130 Years of Baptist History in Idaho Falls

On June 5, 1882, Rebecca Mitchell stepped off the train in Eagle Rock.  After a few months of training at a denominational women’s school in Chicago, she came to the West under the umbrella of the American Baptist Home Missionary Society, today known as National Ministries.  As a determined, self-supporting Baptist missionary, she entered town with the motto:  “All things are possible to him that believeth” (Mark 9:23).  She commented about seeing no other Baptist pioneers around her, and then she declared her mission:

I found no church or church organization on this line of road from Ogden, Utah to Butte, Mont., a distance of four hundred miles.  Neither tree, nor grass, nor bird was to be seen on the streets but sand, sand, everywhere, but when the sandstorms came, it was beyond description.  My first work was a day and Sunday school, which I named Providence Mission, because by unexpected and unplanned journeys the Lord had transplanted me into this needy field.”

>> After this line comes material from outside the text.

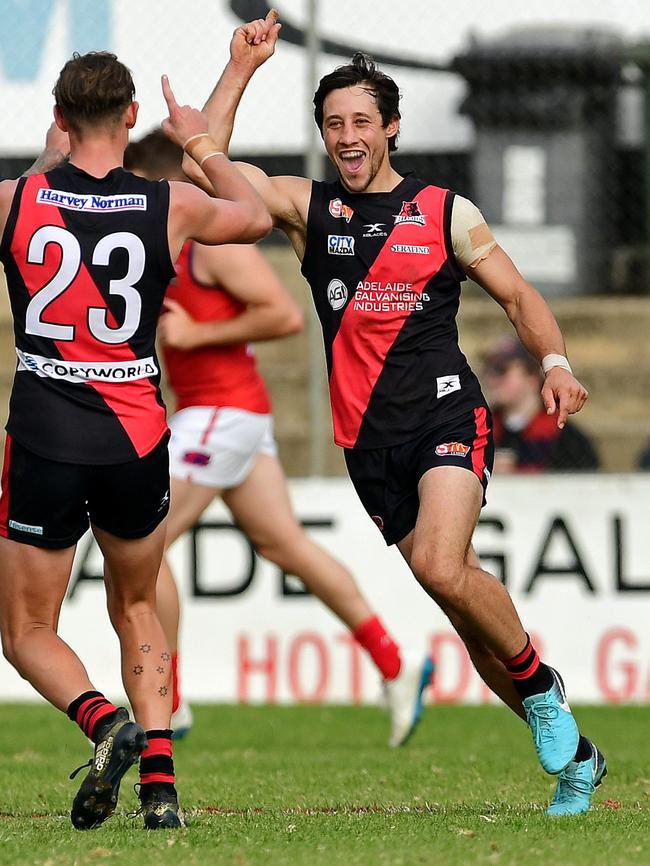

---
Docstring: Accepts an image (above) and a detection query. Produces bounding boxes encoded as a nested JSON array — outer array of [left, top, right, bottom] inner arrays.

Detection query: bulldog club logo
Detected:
[[394, 201, 427, 226]]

And so Baptist missions began.  Through the help of the Reverend Dwight Spencer  of New York, the Superintendent of Baptist Missions in the West, a little chapel [First Baptist Church] was dedicated in 1884.  With a joyful heart, Rebecca wrote, “It was the beginning of a new era in Snake River Valley when the bell rang out the hour of prayer.”

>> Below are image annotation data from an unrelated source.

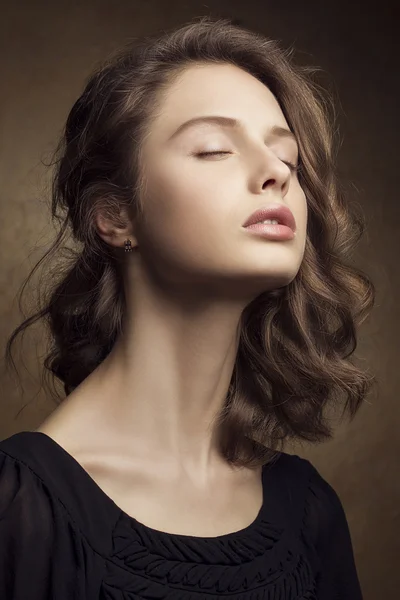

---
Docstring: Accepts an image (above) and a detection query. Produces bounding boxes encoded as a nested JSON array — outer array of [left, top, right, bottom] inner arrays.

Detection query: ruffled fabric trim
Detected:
[[102, 514, 317, 600]]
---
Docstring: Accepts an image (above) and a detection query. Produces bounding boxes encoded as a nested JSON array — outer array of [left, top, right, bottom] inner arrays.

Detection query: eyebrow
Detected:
[[169, 115, 298, 144]]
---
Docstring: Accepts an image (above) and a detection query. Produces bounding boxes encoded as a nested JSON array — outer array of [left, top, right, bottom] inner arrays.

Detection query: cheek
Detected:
[[139, 163, 227, 261]]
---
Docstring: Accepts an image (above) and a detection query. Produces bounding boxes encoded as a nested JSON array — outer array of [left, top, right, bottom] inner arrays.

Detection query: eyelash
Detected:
[[196, 150, 300, 172]]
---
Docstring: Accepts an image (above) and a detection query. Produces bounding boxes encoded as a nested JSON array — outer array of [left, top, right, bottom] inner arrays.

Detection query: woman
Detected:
[[0, 17, 373, 600]]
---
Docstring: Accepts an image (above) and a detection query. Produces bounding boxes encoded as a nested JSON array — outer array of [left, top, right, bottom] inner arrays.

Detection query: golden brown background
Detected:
[[0, 0, 400, 600]]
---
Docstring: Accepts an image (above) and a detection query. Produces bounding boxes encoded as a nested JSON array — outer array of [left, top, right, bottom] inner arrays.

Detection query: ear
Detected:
[[95, 209, 137, 248]]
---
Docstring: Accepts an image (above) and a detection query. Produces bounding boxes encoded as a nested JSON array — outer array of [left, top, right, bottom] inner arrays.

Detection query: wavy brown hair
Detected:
[[6, 17, 375, 467]]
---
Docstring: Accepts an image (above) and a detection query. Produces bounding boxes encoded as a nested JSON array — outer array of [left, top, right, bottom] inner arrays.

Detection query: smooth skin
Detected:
[[38, 64, 307, 537]]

First Baptist Church happily ministered for 70 years in Idaho Falls before the birth of the Calvary Baptist congregation in Idaho Falls.  And the chain of Baptist churches and some of their missions outreach congregations in town followed something like this:  First Baptist Church (1884), Calvary Baptist Church (1954), Gethsemane Baptist Church (1958), Eagle Rock Baptist Church (1982), Liberty Missionary Baptist Church (1985), First Bible Baptist Church (1985), Mission Baptista Del Sur (1993), New Hope Community Fellowship (1994), Berean Baptist Church (1995), Falls Southern Baptist Church (1995), the Korean Church (1996), New Hope Anchor Fellowship (2002), and the Hispanic Baptist Church meeting at Gethsemane (2012).

How many of you have been marked by one of these local churches?  What stories could you tell me?  I would like to hear them.  Share with me any observations.  I am all ears.  Feel free to comment below.  Even your questions.  Or please email me at elonwood@juno.com.  I would like to learn all the ins and outs of this Baptist stream in town.

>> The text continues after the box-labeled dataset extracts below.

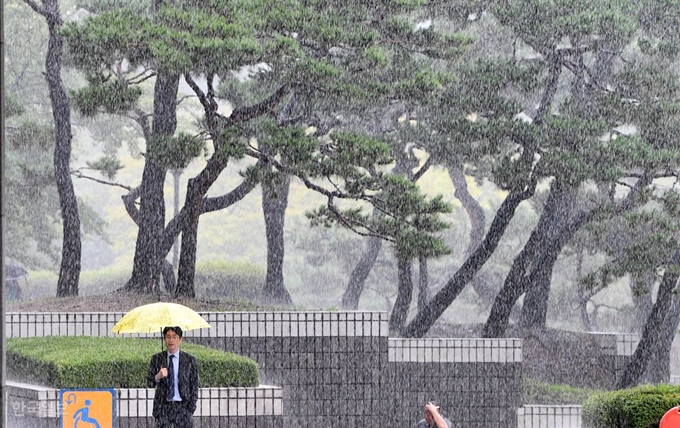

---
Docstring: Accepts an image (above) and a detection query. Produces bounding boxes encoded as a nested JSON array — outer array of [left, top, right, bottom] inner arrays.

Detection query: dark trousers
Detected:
[[156, 401, 194, 428]]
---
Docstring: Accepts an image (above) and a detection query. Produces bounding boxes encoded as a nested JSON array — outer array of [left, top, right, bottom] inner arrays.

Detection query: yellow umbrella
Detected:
[[111, 302, 212, 349]]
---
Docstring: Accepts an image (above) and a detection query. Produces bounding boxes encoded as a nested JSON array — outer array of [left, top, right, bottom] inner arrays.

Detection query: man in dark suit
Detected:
[[147, 327, 198, 428]]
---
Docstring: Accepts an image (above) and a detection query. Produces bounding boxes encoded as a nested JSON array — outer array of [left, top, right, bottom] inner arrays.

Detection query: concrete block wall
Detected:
[[192, 312, 388, 428], [386, 339, 522, 428], [6, 312, 522, 428], [517, 405, 581, 428]]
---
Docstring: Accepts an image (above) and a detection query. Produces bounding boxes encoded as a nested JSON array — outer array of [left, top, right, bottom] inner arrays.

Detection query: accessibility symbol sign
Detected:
[[59, 389, 116, 428]]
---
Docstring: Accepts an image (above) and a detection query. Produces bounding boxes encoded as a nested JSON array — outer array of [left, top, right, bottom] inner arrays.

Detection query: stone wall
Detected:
[[6, 312, 522, 428]]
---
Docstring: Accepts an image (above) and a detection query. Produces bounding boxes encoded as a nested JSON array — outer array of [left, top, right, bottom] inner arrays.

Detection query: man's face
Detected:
[[165, 330, 182, 354], [425, 403, 439, 425]]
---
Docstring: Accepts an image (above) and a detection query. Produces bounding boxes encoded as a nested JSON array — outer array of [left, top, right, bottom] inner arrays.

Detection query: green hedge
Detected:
[[7, 337, 260, 389], [581, 384, 680, 428], [522, 376, 597, 405]]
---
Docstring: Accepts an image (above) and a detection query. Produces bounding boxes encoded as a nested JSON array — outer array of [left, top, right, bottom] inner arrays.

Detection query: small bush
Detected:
[[7, 337, 260, 388], [581, 384, 680, 428], [523, 377, 597, 405]]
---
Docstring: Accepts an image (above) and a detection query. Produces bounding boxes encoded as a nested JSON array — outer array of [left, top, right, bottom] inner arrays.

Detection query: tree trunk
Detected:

Some Baptist churches have disassembled, like First Baptist Church.  But we are thankful that the American Baptists are leasing the old building of First Baptist Church to Calvary Chapel Christian School for the Christian training of 6th-10th grade students (in the fall, including 11th grade).  So in a sense, the burden of the early Baptist missionary, Rebecca Mitchell, in teaching young people the ways of God long ago, lingers on today.  This upcoming Tuesday, June 5, 2012, marks 130 years of Baptist ministry to the King.  Sola de gloria.


  1. On October 31, 1989 I walked down the aisle of Calvary Baptist Church to the strains of “Just As I Am”. I remember my father holding my hand as I looked up at a big teddy bear of a man, Herb Stoneman, and told him that I wanted to become a Christian.

    In the years that followed, Herb was a real role model to me. I remember thinking that he looked exactly like a Christian ought to look and dreamt of growing into an adult who shared all of his evangelistic zeal. Much of my experience with missions came from our adventures together and, today, I have the privilege of passing on what I learned from him to the next generation of evangelists.

    I can think of several others there who have also left an indelible print upon my life as well – a few Sunday School teachers who took the time to cultivate my passion and one who taught me faithfully, despite my being the only student in his class. All of them left a mark.